Tampoco pueden transitar por las veredas porque "No están adecuadas para andar libremente, y en los lugares que están bien hechas, la gente estaciona sus vehículos y no se puede pasar", agrega. Las veredas mal construidas, rotas o con obstáculos, también representan un grave inconveniente para las personas no videntes y para los ancianos.
Pero esto parece no ser tenido en cuenta por los vecinos y las municipalidades. Hago el ejercicio mental de imaginarla a Graciela, yendo desde su casa hasta la avenida Mariscal López para tomar un colectivo (en caso de que se habilitara alguno con rampas y espacio para silla de ruedas) y la imagino sorteando calles empedradas sin vereda, calles asfaltadas con autos ocupando los espacios peatonales, el paso desnivelado sobre el arroyo que corre paralelo a la futura avenida Laguna Grande, etc. Que llegara sana hasta la parada de ómnibus, sería casi un milagro.
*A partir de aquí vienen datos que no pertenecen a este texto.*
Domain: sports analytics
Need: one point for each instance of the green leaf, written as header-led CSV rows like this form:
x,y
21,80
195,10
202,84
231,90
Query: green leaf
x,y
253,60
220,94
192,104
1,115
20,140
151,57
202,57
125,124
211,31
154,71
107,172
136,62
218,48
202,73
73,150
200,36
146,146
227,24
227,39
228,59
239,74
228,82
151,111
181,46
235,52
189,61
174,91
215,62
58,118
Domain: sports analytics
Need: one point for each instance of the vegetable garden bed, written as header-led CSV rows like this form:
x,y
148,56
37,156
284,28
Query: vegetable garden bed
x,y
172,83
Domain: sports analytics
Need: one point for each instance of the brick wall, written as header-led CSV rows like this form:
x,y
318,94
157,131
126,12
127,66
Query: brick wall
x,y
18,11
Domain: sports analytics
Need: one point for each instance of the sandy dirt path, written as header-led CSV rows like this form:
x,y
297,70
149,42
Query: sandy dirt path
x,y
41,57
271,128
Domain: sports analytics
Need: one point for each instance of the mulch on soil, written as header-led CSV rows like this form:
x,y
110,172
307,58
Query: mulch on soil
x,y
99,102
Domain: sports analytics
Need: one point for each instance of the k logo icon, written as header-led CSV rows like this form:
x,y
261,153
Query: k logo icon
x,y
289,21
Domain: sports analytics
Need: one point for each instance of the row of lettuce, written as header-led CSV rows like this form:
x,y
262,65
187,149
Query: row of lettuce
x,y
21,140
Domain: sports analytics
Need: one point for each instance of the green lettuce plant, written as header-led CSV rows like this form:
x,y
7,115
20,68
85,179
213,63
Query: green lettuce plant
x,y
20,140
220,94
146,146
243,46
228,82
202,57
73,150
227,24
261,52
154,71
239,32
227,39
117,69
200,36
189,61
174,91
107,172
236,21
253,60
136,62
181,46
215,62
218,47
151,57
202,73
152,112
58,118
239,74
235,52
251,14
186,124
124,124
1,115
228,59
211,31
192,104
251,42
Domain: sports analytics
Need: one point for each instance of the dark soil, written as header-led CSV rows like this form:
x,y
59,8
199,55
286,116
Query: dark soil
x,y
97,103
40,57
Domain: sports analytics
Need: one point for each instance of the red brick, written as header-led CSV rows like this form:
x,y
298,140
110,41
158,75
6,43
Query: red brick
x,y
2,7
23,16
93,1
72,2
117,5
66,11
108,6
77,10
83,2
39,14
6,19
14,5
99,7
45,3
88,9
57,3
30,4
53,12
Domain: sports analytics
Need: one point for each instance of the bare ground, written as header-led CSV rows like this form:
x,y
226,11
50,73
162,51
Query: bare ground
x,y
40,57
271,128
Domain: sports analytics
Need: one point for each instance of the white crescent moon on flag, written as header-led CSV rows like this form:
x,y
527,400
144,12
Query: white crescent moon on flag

Madre de una niña de 9 años, que adoptó cuando era pequeña, Graciela Cazal nunca necesitó ayuda para cuidarla, porque su casa está adecuada a sus necesidades. Pero sí necesita y se merece vivir en una ciudad acogedora, inclusiva, en la que no precise realizar el triple de esfuerzo para sobrevivir, por el hecho de tener una discapacidad física. Desde todos los puntos del país, hay niños, adultos y ancianos como ella, que piden se piense en ellos a la hora de construir nuevos espacios y medios de transporte, o modificar a su favor los ya existentes. ¿Será esto posible alguna vez?